Son regard se promenait sur chaque parcelle de son visage, absorbant l'expression qu'il y trouvait. Il se demandait si les yeux trop bleus voyaient réellement les mots, ou si les images qu'ils lisaient se transposaient sur leurs rétines et les faisaient voyager là où le roman voulait les emporter. Ses sourcils se fronçaient parfois, ses lèvres s'entre-ouvraient et se plissaient. Dean savait qu'en ce moment, ils ne partageaient pas la même réalité, que c'était comme regarder quelqu'un qui dormait. Et Castiel semblait si paisible une fois endormi. Il n'avait jamais eu la chance d'observer son ange lorsqu'il dormait, celui-ci se réveillant toujours avant lui, s'il s'endormait tout court. Il se sentait privilégié de pouvoir être en sa présence alors que sa garde était abaissée, et d'observer le spectacle à couper le souffle qu'il était dans la plus grande discrétion.

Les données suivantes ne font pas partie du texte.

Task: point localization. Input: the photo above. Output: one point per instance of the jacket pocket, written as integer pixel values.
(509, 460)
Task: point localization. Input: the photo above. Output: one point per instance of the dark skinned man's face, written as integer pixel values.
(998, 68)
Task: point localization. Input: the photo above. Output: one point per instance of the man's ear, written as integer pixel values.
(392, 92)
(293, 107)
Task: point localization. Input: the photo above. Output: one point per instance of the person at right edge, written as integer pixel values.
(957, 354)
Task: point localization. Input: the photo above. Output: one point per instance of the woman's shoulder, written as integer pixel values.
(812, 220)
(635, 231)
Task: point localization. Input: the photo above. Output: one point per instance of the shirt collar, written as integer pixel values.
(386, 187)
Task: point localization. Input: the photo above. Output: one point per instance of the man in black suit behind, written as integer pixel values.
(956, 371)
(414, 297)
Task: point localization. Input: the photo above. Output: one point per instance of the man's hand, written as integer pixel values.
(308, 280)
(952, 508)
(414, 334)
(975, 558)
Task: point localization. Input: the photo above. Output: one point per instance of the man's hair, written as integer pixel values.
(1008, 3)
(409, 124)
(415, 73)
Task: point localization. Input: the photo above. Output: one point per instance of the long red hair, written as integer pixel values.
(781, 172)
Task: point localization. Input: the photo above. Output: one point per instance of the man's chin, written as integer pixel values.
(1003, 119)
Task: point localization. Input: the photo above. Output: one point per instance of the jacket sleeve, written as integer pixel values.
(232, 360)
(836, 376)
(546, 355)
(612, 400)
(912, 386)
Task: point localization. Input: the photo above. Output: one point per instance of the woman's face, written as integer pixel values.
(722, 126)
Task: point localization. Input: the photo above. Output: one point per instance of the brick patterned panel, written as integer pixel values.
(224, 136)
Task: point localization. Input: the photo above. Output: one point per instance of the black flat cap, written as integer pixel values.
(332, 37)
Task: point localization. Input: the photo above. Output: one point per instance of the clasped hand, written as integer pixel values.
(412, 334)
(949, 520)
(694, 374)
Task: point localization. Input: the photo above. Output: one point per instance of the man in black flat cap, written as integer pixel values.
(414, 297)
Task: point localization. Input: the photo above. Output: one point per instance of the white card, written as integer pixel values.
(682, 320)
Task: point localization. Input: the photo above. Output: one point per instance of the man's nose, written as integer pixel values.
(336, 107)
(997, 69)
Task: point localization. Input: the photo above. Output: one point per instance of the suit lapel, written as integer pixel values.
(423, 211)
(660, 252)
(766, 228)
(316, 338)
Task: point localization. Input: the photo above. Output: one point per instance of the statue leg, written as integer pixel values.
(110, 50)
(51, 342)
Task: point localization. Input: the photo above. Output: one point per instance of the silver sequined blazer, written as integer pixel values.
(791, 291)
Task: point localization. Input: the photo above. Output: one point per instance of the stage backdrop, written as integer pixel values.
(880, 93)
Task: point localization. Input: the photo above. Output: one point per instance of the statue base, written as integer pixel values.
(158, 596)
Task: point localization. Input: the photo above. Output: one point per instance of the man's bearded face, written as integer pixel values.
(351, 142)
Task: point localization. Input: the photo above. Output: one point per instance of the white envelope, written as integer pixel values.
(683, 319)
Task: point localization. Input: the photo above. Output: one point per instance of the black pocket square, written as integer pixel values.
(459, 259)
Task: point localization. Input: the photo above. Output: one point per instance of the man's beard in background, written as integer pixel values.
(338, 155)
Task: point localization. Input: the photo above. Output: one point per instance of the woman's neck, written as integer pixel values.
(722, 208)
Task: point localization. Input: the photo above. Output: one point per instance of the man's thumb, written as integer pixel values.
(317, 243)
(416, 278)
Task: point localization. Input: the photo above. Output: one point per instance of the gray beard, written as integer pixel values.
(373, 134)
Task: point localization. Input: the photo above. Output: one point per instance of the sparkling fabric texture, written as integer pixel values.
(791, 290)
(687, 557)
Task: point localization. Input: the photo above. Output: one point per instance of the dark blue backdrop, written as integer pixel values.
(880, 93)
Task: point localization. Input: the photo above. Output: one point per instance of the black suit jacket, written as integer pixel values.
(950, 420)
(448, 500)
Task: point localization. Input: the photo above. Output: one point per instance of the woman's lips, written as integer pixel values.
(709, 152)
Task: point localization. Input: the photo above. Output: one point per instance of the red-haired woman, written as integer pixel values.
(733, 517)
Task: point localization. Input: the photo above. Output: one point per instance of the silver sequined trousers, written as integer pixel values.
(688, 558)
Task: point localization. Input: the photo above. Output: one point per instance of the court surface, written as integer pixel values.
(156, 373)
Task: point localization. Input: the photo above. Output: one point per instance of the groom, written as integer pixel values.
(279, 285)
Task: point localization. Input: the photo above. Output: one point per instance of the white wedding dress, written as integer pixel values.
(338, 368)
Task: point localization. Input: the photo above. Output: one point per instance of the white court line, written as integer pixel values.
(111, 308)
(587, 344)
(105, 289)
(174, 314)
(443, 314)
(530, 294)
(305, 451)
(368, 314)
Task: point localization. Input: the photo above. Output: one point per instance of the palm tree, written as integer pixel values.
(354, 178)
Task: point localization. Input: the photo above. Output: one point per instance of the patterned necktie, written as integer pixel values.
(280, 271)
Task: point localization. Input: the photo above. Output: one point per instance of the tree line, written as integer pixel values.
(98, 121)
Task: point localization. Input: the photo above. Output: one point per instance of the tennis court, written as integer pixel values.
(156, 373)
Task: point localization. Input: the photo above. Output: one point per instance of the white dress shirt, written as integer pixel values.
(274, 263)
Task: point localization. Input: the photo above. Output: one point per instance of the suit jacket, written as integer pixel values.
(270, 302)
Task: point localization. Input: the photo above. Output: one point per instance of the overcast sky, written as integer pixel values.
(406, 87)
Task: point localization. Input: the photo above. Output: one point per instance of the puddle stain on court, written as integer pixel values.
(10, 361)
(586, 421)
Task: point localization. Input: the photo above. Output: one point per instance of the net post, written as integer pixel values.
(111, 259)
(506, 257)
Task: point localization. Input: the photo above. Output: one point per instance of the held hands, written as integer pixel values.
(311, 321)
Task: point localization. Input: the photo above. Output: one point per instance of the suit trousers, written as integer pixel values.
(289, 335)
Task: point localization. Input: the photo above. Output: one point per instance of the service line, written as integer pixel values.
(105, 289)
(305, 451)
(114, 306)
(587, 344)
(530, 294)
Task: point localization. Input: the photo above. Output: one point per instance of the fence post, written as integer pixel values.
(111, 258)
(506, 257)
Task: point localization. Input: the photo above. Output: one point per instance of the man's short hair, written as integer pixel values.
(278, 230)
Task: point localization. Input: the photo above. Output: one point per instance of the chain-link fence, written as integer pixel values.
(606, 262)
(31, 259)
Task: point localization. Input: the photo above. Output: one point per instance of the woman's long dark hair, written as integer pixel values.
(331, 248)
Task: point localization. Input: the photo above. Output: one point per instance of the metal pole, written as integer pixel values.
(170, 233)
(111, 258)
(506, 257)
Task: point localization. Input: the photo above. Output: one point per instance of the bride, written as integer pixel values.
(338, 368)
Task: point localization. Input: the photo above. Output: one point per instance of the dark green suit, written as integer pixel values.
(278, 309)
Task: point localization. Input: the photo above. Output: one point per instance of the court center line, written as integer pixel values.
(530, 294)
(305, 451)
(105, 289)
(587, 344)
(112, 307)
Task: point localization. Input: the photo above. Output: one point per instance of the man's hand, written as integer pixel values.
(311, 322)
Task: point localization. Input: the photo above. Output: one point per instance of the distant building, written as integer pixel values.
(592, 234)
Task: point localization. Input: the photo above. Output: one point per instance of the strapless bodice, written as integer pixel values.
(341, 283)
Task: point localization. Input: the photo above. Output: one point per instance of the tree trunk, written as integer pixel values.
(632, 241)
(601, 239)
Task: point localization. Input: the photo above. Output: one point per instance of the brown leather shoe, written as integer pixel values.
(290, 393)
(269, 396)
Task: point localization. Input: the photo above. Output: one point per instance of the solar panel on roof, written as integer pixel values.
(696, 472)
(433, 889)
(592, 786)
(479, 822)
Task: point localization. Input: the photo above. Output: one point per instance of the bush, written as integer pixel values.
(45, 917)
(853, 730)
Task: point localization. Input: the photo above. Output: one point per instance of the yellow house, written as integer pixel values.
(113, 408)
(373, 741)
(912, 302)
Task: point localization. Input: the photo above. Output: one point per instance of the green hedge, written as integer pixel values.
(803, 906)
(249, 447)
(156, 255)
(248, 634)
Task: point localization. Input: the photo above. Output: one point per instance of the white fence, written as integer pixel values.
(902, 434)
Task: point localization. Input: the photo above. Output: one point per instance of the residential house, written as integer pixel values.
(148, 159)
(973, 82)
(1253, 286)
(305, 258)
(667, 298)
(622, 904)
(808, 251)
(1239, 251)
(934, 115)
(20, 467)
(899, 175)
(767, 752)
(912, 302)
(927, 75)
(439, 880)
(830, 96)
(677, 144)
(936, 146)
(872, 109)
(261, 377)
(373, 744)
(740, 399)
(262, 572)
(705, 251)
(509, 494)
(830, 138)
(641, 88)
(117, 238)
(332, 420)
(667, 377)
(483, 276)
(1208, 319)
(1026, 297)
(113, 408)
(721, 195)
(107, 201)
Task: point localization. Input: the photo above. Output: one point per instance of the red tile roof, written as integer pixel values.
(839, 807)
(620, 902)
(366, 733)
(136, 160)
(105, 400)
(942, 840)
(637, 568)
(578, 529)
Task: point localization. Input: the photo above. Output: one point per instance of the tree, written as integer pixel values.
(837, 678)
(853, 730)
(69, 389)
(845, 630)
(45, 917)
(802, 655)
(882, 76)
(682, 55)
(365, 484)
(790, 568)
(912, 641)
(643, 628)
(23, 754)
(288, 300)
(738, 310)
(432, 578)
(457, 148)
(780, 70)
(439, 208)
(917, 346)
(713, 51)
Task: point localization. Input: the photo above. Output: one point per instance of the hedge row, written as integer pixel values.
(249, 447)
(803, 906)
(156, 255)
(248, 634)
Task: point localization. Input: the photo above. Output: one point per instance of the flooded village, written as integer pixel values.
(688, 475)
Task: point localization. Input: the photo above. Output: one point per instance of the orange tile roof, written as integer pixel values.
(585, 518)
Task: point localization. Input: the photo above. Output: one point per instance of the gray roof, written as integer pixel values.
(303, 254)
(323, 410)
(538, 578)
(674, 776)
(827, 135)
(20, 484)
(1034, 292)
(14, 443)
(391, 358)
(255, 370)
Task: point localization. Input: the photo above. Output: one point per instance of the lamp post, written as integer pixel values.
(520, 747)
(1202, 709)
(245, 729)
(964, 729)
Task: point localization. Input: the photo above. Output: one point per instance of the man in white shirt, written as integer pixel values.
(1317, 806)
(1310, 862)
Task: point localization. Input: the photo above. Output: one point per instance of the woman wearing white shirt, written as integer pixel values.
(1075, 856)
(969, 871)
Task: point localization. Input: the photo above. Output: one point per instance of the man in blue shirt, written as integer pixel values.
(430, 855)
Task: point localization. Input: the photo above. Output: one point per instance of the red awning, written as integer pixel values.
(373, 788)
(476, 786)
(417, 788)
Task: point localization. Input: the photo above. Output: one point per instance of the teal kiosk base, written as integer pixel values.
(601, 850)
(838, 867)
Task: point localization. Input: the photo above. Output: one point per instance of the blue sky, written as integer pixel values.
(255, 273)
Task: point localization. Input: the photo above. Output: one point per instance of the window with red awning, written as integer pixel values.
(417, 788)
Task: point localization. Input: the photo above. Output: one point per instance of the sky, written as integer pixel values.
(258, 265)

Peut-être Castiel sentit-il son regard, ou bien il y avait une interruption dans l'histoire qu'il lisait, car il releva les yeux sur lui. C'était si soudain que Dean faillit sursauter. Il l'aurait certainement fait si les saphirs ne l'avaient pas cloué sur place. Il y avait certainement quelque chose d'idiot là-dedans, mais il sentit chaque muscle de son corps se détendre alors qu'il plongeait son regard dans celui de son ange. Une paix sans nom l'envahit, se faufilant dans chaque cellule de son être et y prenant place comme si son ADN avait tout simplement toujours contenu un espace vide destiné à l'accueillir. La sensation de douceur, de paix, de chaleur, embrouilla son cerveau, comme un doux brouillard matinal, comme un nuage de drogue qui endort les sens et réveille les émotions, comme ce sentiment d'être enfin chez soi après un long voyage. Le long voyage de toute une vie.
Et Dean sourit, pas largement, pas de toutes ses dents, juste un minime changement dans la commissure de ses lèvres, un éclat de joie qui ne passe réellement que par le regard. Un bonheur communicatif qui se reflète sur le visage de la personne avec laquelle vous le partagez. Vous n'êtes pas sûr d'à quel point elle ressent la même chose que vous et vous seriez prêt à lui offrir un bout de ce sentiment, mais vous avez trop peur de l'abimer, alors vous le garder intact, égoïstement rien que pour vous.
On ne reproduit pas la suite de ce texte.